ヘンリー境田 高木 晃治 共著
(日米双方の膨大な資料で書き出される三四三空の姿)
太平洋戦争末期の日本海軍航空隊を語るにあたっては、三四三空は外せないものの一つなのではないでしょうか。
この本はそんな三四三空の創設から終焉までを、日米双方の豊富な証言を集めたどった本です。
既に三四三空について述べた書籍は余りあるのにいまさら何を述べるのか、と思う向きもあるかもしれませんが、タイトルにある「米軍が見た」の通りこの本では日本側の部隊員の証言のみならず、米軍パイロットの証言や米軍の記録にも手を広げています。
これは原著がイギリスで出版されたものだということも影響しているでしょう。
えてして日本人著者の場合日本側の証言に偏りがちですが、これにおいてはそういったことは全くありませんでした。
それも日本側の証言に交えてほんの少し手を出すなどという程度ではなく、米軍パイロットの証言をかなりの量収録し、交戦記録にいたっては現存する日米双方の記録を付き合わせ「このとき○○と交戦したのは空母○○所属の○○飛行隊」ということを特定。
記録が残っていて割り出すことが可能であれば「誰の機体を誰が撃墜したか」ということまで述べているのは驚きでした。
大規模出撃の際は戦闘詳報から抜粋した搭乗員名と搭乗機番なども掲載されています。
また、三四三空といえば1945年3月19日の松山上空での迎撃戦闘が有名ですが、それ以外の特攻機援護のための奄美大島・喜界島上空の制空出撃、九州に飛来したB-29相手の迎撃戦闘、九州近海に進出してきた米軍哨戒飛行艇の掃討といった戦闘もかなり詳しく述べられています。
緒戦の大戦果から、次第に米軍の物量に押されて消耗していく様が克明に描かれていました。
それと上記のように日米双方の記録にあたって交戦状況を記述しているのですが、日米ともに自称している撃墜戦果より、実際の被撃墜機数がかなり少ないこともまた驚きでした。

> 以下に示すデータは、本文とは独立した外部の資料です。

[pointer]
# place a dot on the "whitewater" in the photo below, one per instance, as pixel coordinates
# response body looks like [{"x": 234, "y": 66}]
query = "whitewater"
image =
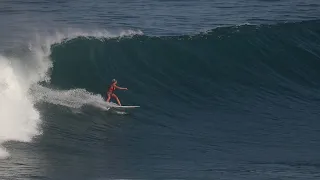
[{"x": 20, "y": 89}]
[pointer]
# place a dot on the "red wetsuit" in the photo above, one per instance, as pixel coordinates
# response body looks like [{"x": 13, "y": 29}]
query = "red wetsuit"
[{"x": 112, "y": 88}]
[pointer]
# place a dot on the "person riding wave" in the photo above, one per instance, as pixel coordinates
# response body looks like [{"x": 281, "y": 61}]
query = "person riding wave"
[{"x": 111, "y": 90}]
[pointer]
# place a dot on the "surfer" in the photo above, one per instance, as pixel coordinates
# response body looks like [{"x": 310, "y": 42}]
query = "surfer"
[{"x": 111, "y": 90}]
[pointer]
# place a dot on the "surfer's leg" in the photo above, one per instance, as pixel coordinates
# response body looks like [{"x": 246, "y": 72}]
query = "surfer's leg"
[
  {"x": 108, "y": 99},
  {"x": 116, "y": 97}
]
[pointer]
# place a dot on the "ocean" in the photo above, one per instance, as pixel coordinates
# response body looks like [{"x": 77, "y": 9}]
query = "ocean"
[{"x": 227, "y": 90}]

例に挙げると有名な1945年3月19日の松山上空の迎撃戦では、三四三空の戦果が撃墜57機(うち地上砲火により5機)、米軍側の戦果の合計が撃墜50機となっているのに対し実際の損害は米軍21機、三四三空15機。
これ以外の戦闘においても言われている撃墜戦果は実際の損害状況と比べると過大である事が多く、乱戦の中での戦果確認がいかに難しいことかということが良くわかります。
よくある個人的回想録などと違った大量の資料を裏づけとした極力客観的な語り口は、三四三空の沿革を総合的にたどるのにぴったりなのではないかと思いました。